Over the past week, central Oklahoma has been hit with a series of earthquakes and aftershocks. The largest earthquake was a magnitude 5.6, which probably has folks in the Pacific Rim shaking their heads and muttering, 'You call THAT an earthquake? We call that dancing.' Nonetheless, the quakes caused a measure of damage to homes, businesses, and (sadly) a historic and beautiful central building on the campus of St. Gregory's College here in Shawnee, OK.
It caused me to reflect - is it just me, or do natural disasters seem to follow me around? I'm not just talking about the state of affairs in my office at the university. We moved to Louisville, Kentucky in July 2008. In September, Hurricane Ike roared up the Ohio River valley and struck with fury in Louisville - the first ever hurricane to hit Louisville (look at the map - it's nowhere NEAR the coast!). Gusting winds took down tens of thousands of trees throughout the city, and knocked out power to almost half the city. Three months later, a massive (and absolutely beautiful) ice storm struck Louisville, again taking down thousands of trees, and knocking out power to 40% of the city. In both disasters, homes were destroyed, vehicles were demolished, businesses were physically and financially devastated, and lives were lost. Now we move to Oklahoma just in time to experience the most powerful earthquake the state has ever recorded.
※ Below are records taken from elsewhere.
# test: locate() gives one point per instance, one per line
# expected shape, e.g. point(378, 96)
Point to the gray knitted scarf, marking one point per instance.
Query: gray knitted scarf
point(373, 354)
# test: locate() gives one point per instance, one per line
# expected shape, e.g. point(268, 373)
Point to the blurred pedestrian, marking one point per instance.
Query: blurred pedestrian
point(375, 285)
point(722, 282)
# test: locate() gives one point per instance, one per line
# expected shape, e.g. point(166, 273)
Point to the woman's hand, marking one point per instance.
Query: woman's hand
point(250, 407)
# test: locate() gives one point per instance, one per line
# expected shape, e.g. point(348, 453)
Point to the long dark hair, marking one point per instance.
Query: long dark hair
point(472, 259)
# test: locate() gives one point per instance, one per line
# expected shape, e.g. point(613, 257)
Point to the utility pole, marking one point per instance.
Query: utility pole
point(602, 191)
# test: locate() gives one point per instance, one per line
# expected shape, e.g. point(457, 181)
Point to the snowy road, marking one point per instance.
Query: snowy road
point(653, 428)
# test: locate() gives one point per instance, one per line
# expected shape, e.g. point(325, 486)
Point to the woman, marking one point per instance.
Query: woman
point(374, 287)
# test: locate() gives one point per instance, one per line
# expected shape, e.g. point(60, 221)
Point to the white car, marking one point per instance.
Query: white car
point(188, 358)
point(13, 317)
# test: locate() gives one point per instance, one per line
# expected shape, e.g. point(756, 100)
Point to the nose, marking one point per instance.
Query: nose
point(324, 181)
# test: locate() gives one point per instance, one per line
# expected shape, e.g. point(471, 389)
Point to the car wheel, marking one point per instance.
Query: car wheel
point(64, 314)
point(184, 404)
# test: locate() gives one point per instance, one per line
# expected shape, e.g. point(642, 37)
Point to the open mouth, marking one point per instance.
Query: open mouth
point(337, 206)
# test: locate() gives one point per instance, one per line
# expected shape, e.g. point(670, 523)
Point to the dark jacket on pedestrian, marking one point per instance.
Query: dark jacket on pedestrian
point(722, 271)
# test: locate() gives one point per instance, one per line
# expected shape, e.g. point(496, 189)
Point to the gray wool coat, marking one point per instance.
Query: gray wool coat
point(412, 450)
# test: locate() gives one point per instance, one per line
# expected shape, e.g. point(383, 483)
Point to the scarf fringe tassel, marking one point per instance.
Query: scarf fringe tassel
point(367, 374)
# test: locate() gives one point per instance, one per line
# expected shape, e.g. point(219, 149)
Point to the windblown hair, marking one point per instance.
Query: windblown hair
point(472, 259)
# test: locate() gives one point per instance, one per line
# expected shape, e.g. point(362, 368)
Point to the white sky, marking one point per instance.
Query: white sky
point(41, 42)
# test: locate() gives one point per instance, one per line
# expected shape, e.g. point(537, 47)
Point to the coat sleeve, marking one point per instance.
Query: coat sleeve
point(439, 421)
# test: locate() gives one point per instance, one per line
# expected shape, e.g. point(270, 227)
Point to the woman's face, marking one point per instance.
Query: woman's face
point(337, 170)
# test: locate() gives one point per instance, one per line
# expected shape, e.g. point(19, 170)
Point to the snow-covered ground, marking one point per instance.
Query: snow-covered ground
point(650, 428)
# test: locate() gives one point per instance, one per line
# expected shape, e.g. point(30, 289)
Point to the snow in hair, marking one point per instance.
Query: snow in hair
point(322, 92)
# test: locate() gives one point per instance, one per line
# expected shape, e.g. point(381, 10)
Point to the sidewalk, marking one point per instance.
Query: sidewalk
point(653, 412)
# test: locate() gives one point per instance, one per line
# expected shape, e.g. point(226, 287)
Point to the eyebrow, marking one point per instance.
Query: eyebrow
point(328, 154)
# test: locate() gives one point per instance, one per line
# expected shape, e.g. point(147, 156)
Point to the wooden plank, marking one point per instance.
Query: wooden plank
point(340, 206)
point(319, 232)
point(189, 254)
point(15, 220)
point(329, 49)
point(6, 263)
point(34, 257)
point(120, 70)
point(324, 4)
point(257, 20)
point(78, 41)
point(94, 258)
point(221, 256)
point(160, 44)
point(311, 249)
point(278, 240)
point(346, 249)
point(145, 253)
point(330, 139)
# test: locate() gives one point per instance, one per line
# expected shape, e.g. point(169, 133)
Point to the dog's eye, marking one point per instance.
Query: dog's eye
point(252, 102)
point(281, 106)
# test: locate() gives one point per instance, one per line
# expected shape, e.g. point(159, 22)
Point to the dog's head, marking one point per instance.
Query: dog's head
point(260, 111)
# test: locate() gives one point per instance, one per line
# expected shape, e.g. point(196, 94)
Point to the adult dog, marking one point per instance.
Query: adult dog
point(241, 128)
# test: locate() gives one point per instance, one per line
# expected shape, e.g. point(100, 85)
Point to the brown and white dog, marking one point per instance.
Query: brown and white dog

Is it just me? ...
This raises the question of the cause and nature of 'natural disasters', something that has been on my mind. In the midst of that, I received a comment from a good old friend in response to my September post citing Louis Markos' response to the problem of evil. Here is what Grace wrote:
Hey Tawa - how would you explain to an atheist how the fall of man effected creation? How can a natural disaster be a result from the actions of humans? I can understand it as an act of judgement, but to an atheist this looks cruel.